B. Cohérence avec le PADD, le SCoT et les objectifs EnR
Le règlement doit rester cohérent avec le PADD, qui fixe notamment les orientations en matière de développement des ENR, et compatible avec le SCoT, qui peut comporter des orientations détaillées sur la localisation et les conditions d’implantation des ENR (Article L141-10 du Code de l'urbanisme ; Article L153-31 du Code de l'urbanisme).
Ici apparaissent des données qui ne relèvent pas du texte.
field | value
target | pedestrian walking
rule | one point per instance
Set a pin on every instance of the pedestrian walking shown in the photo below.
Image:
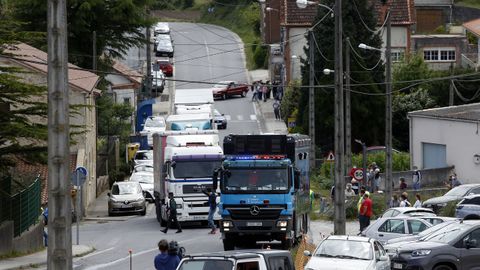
(276, 109)
(418, 202)
(416, 179)
(164, 260)
(172, 214)
(212, 203)
(365, 212)
(404, 200)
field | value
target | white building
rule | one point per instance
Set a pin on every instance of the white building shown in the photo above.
(448, 136)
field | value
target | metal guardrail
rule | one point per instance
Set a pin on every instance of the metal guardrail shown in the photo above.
(23, 208)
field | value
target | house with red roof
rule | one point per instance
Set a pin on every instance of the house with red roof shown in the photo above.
(82, 93)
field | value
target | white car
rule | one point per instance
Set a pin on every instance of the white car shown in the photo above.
(153, 124)
(348, 252)
(145, 179)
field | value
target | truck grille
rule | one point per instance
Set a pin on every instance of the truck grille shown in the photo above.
(258, 212)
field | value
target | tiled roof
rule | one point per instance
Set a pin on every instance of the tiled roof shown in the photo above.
(37, 60)
(469, 112)
(42, 169)
(128, 72)
(291, 15)
(473, 26)
(402, 11)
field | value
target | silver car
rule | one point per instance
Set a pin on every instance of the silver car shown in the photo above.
(126, 197)
(384, 229)
(348, 252)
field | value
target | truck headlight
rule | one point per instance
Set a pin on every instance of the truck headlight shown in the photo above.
(282, 223)
(421, 252)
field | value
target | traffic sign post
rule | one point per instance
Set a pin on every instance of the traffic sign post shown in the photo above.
(80, 175)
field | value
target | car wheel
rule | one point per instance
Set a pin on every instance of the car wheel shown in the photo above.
(442, 267)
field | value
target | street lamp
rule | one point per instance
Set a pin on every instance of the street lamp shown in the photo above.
(339, 221)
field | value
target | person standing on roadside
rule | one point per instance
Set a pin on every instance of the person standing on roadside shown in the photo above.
(212, 202)
(165, 261)
(172, 214)
(365, 212)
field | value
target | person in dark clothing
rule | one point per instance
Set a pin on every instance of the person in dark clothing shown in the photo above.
(212, 202)
(172, 214)
(165, 261)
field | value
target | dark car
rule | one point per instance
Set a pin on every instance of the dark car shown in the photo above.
(220, 120)
(455, 194)
(456, 246)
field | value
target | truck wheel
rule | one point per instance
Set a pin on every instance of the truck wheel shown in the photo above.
(228, 244)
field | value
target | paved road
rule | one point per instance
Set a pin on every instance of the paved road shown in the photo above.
(203, 53)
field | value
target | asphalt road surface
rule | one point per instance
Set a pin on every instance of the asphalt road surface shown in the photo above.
(204, 54)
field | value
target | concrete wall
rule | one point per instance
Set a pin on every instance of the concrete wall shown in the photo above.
(30, 240)
(6, 237)
(462, 140)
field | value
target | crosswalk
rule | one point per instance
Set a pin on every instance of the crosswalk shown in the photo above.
(241, 118)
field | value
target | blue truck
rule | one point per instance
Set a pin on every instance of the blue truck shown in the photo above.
(264, 184)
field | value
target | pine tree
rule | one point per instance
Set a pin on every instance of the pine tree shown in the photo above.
(367, 110)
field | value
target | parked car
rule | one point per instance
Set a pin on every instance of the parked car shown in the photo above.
(158, 81)
(348, 252)
(455, 194)
(220, 120)
(226, 89)
(143, 157)
(165, 66)
(126, 197)
(161, 28)
(392, 245)
(455, 247)
(468, 208)
(407, 211)
(153, 124)
(145, 179)
(384, 229)
(164, 48)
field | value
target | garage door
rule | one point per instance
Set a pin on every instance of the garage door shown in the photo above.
(434, 155)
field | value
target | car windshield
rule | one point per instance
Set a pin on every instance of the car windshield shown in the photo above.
(207, 264)
(458, 191)
(447, 234)
(144, 156)
(154, 123)
(345, 249)
(142, 178)
(256, 180)
(195, 169)
(125, 188)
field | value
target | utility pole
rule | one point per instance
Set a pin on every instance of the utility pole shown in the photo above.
(348, 128)
(388, 112)
(94, 65)
(149, 64)
(311, 99)
(59, 254)
(339, 222)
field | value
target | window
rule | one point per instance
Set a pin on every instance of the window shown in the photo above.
(439, 54)
(416, 226)
(393, 226)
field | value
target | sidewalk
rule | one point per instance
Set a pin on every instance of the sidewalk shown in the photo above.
(38, 259)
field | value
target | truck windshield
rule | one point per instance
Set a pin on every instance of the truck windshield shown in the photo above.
(256, 180)
(195, 169)
(206, 264)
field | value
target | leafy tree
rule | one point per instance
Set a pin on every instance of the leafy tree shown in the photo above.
(367, 109)
(119, 25)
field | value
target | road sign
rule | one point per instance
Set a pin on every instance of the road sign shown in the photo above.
(358, 174)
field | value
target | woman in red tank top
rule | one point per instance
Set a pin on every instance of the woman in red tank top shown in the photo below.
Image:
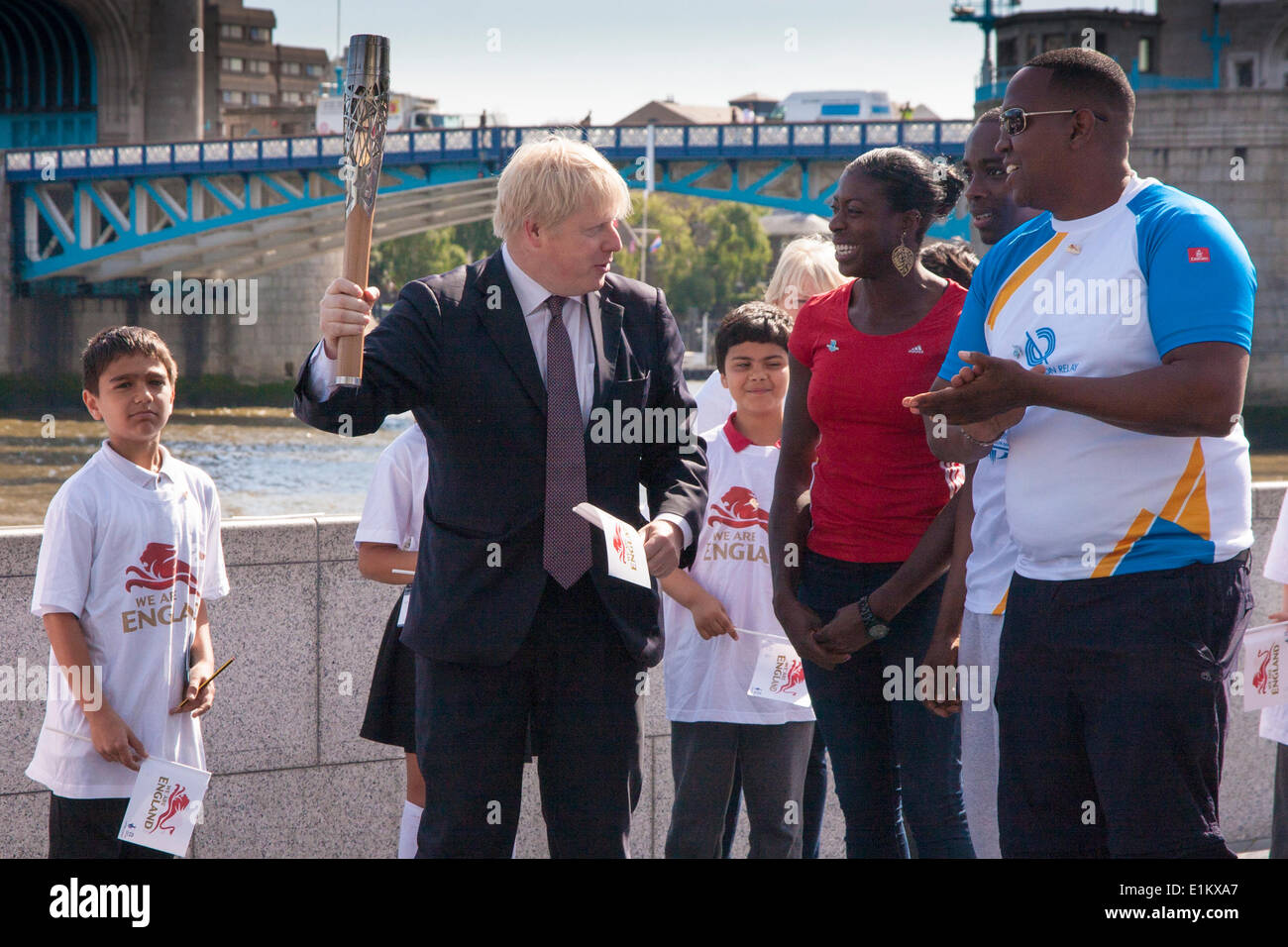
(870, 570)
Le Tribunal administratif de Poitiers rappelle que l’on recherche une cohérence globale : l’inadéquation ponctuelle d’une règle avec une orientation du PADD ne suffit pas, si d’autres orientations compensent et si, à l’échelle du territoire, le règlement ne contrarie pas les objectifs définis (TA Poitiers, 24 juin 2025, n° 2301733). Dans l’affaire Niort, la contradiction est manifeste : l’objectif 4.6 du PADD invitait à distinguer zones de non‑développement et zones de vigilance, alors que le règlement instaure une interdiction générale du grand éolien, ce qui conduit le juge à conclure à l’incohérence avec le PADD et à l’incompatibilité avec le SCoT qui soutenait un développement maîtrisé de la filière éolienne (TA Poitiers, 19 févr. 2026, n° 2400865).
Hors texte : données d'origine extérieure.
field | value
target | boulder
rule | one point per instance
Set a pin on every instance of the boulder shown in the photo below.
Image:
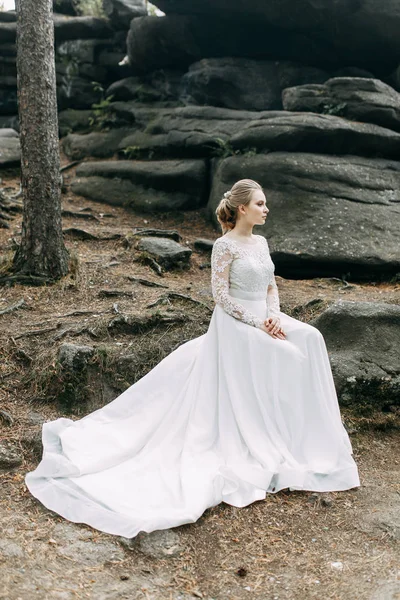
(121, 12)
(355, 98)
(166, 252)
(81, 386)
(310, 132)
(8, 16)
(78, 28)
(65, 7)
(8, 132)
(161, 85)
(8, 31)
(190, 131)
(66, 28)
(75, 92)
(147, 186)
(10, 150)
(241, 83)
(360, 33)
(97, 144)
(74, 357)
(8, 95)
(9, 122)
(203, 245)
(71, 120)
(179, 40)
(10, 456)
(363, 340)
(159, 544)
(329, 215)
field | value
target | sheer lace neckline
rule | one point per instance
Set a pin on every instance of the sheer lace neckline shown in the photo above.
(243, 244)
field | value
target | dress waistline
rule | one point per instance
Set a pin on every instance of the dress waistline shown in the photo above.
(244, 295)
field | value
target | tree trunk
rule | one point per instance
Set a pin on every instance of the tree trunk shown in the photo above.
(42, 252)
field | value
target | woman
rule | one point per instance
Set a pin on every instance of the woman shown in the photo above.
(248, 408)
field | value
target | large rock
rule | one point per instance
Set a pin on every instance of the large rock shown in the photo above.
(148, 186)
(76, 28)
(167, 253)
(363, 339)
(192, 131)
(241, 83)
(97, 144)
(8, 95)
(8, 32)
(310, 132)
(363, 32)
(329, 215)
(8, 16)
(180, 40)
(9, 122)
(121, 12)
(66, 28)
(10, 456)
(10, 150)
(71, 120)
(356, 98)
(65, 7)
(161, 85)
(81, 386)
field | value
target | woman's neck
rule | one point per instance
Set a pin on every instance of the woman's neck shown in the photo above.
(243, 230)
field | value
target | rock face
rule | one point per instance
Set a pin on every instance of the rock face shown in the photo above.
(121, 12)
(245, 84)
(166, 252)
(355, 98)
(178, 40)
(363, 32)
(323, 219)
(363, 339)
(147, 186)
(310, 132)
(9, 457)
(96, 144)
(10, 151)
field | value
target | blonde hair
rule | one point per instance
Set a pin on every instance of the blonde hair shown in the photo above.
(240, 193)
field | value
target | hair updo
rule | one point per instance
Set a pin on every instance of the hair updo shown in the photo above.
(240, 193)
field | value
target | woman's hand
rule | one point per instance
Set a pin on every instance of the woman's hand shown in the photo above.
(272, 326)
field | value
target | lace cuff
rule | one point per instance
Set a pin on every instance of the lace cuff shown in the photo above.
(221, 259)
(273, 299)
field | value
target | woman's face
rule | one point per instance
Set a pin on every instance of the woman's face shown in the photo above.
(256, 211)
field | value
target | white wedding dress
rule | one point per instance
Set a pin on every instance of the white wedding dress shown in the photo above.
(228, 416)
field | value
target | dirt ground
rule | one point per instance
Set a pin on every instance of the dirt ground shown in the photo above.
(293, 545)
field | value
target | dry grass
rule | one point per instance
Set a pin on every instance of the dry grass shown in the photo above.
(279, 548)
Les objectifs nationaux ou européens de part d’ENR ne sont pas, en eux‑mêmes, des normes de contrôle de la légalité du PLU, le tribunal de Nantes le disant clairement à propos des objectifs de la programmation pluriannuelle de l’énergie (TA Nantes, 9 janv. 2024, n° 2107787). En revanche, les objectifs chiffrés locaux (PCAET, SCoT) et la part actuelle d’ENR dans le mix territorial sont des éléments déterminants : quand le territoire ne produit que 8,8 % de son énergie à partir de sources renouvelables, essentiellement de la biomasse, le juge considerera que la fermeture totale d’une filière comme l’éolien ou l’agrivoltaïque contrevient aux orientations de diversification du mix fixées par le SCoT et par le PCAET (TA Poitiers, 19 févr. 2026, n° 2400865 ; TA Poitiers, 19 févr. 2026, n° 2400875). A contrario, lorsque les objectifs du PCAET sont d’ores et déjà atteints ou en passe de l’être grâce aux parcs existants, la limitation de nouvelles implantations éoliennes peut être regardée comme compatible avec les objectifs de L. 101‑2 (TA Poitiers, 24 juin 2025, n° 2301726 ; TA Poitiers, 24 juin 2025, n° 2301733).
Conclusion
Un PLU peut interdire l’implantation d’installations de production d’énergies renouvelables dans certains secteurs, voire sur des types de terrains (zones forestières, agricoles, vallées paysagères), dès lors que cette interdiction est justifiée par des motifs d’urbanisme, proportionnée et qu’elle n’aboutit pas, à l’échelle du territoire, à une interdiction générale et absolue de la filière. La jurisprudence récente montre que le juge est particulièrement attentif à l’équilibre entre objectifs de protection des paysages et de développement des EnR, à la cohérence avec le PADD, le SCoT et le PCAET, et sanctionne les réglementations qui, sous couvert de protection, neutralisent de facto toute possibilité de développement d’une technologie renouvelable.